I used daughters in my example for a reason.
Enslaving people is always wrong, at every place and in every cultural context. It is wrong for "us" and it is wrong for every "them."
Systematically and legally forcing women to remain in their houses unless permitted and accompanied by a male is a form of slavery. Even if it could be demonstrated that 100% of the women so enslaved would vote to continue their bondage, it would remain wrong. If the subjugation is voluntary, then remove all legal and social constraints and allow those remaining in their houses to do so of free will. But there can be no legal consequences, no retribution for any woman who might change her mind.
The mere fact that the subjugation of women is an article of faith for some does not in any way mitigate its abhorrent nature. The fact that any one such group is subject to other persecutions or biases in no way reduces the moral outrage of their subjugation of fellow human beings.
Other cultures condone the burning of brides who present insufficient dowry, who engaged in intercourse out of wedlock, or for a variety of other customary reasons.
But a moral culture, a "good" culture, will recognize the evil in burning a living human and will confront this evil.
It has been pointed out to me by relativists that Western culture includes the Catholic Church and the Catholic Church persecutes women by not letting them be priests or by forbidding abortion.
The difference is that no women is forced to be a member of the Catholic Church. The Church may frown upon abortion, but it cannot stone to death a woman who receives one. The Catholic Church, to survive in Western culture, was forced to give up its power to compel.
This is not, however, to say that Western culture is free of moral defect. Western culture in fact still practices an adapted form of partial slavery in many of its communities.
If you take a person and require that person to work part of every day with no compensation, you are confiscating part of that person's labour. It is reasonable to assume that no free person will voluntarily consent to this confiscation and hence for the period of time that is worked without compensation without consent what is being practiced is a rough analog for slavery.
This is exactly what occurs when a woman employed in a job identical to that of a male co-worker, is paid less than the male. If the only or even primary, distinction is gender and not the value or quality of the work, then the female is being enslaved in direct proportion to the compensation not paid.

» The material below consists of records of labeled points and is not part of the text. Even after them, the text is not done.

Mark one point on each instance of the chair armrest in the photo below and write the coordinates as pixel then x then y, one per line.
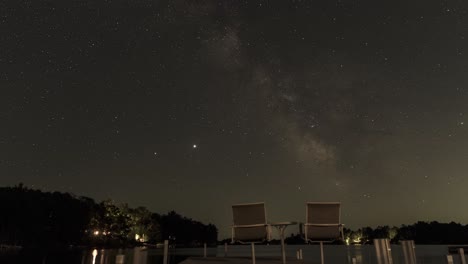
pixel 254 225
pixel 324 225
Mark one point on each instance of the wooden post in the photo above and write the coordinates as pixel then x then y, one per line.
pixel 383 251
pixel 120 259
pixel 462 255
pixel 166 251
pixel 253 252
pixel 322 260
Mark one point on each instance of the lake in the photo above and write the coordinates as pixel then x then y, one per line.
pixel 426 254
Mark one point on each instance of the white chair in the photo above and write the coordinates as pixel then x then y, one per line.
pixel 250 225
pixel 323 223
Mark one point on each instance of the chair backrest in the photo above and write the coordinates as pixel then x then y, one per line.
pixel 250 214
pixel 323 221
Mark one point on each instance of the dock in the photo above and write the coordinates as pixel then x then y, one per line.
pixel 238 260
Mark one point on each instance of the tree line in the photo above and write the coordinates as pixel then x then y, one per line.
pixel 429 233
pixel 425 233
pixel 33 218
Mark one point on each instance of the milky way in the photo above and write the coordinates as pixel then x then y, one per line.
pixel 194 106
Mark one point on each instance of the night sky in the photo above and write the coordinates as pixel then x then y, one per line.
pixel 197 105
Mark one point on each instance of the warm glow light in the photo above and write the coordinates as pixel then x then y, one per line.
pixel 94 256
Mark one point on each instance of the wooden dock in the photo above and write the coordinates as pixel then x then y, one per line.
pixel 238 260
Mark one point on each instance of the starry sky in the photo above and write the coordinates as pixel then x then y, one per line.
pixel 197 105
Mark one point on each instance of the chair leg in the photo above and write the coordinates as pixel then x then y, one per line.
pixel 321 253
pixel 253 253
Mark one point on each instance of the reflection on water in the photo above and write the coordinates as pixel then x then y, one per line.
pixel 94 256
pixel 311 254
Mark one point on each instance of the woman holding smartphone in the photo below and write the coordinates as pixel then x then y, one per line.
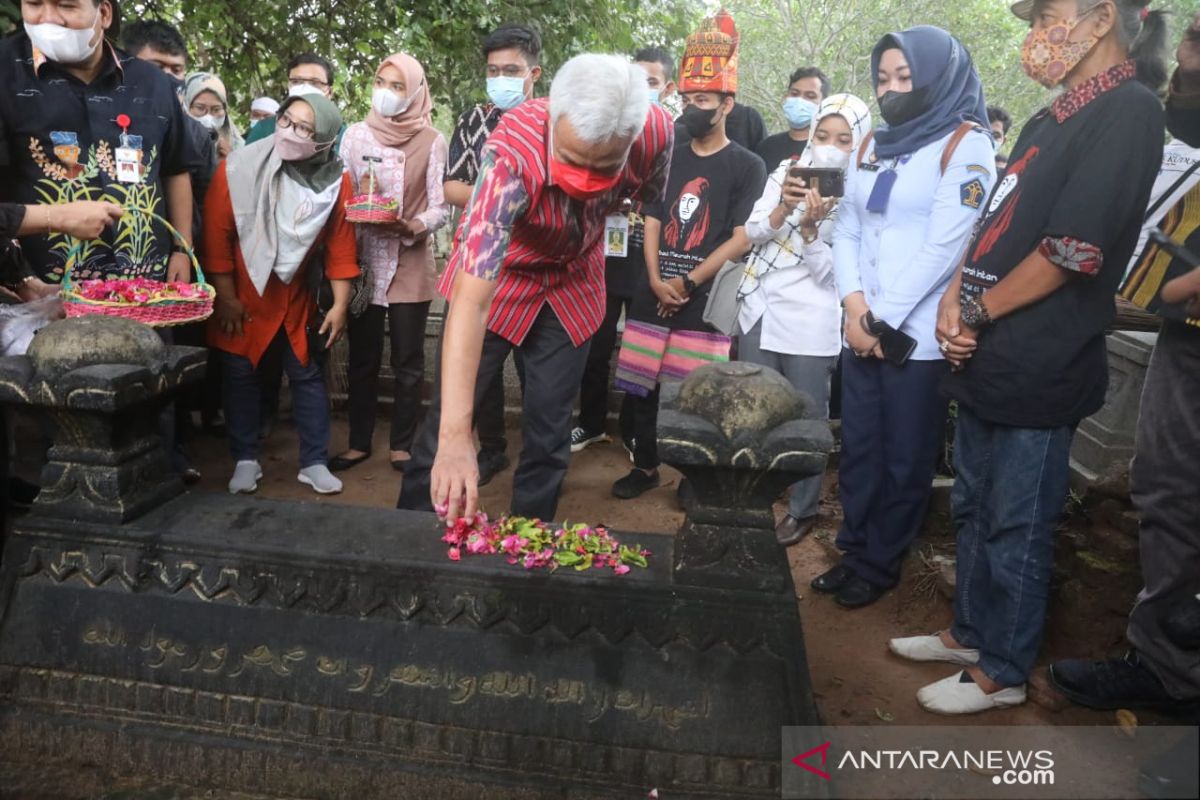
pixel 913 192
pixel 790 316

It may well be that another culture would view this differently. Some would observe the situation and proclaim the female should be grateful for any pay, or to be allowed to work at all. But just because it can be cast in culturally relative terms makes it no less immoral.
Human life. Human freedom. Human potential.
On a moral scale, some cultures are better than others, or at least some cultural practices are morally right and some are morally wrong.
Western culture is a long way from perfection, but at least it has within it the seeds of its own "salvation." One way to read the story of Western civilization is to read the inexorable, if sometimes tragic, move to ever higher levels of moral rightness.
The point of the civil rights movement is not that it was necessary. It is that it was possible. And beyond possible, that it experienced major victories.
Enslavement in various modes, oppression and exploitation, murder legalized and systematic, deprivations of life, liberty and property -- these things are not remarkable in human history. They are the pith and substance of our specie’s time on earth.
What is remarkable is the throwing off of chains, the recognition of the evil of these constant stains on our existence.
The enlightenments we have yet to achieve are many. But we have already acknowledged the foundations that inevitably lead to those enlightenments. As a society or as individuals we may strain against the transition, but our own acknowledged values will force us to make the transition nevertheless.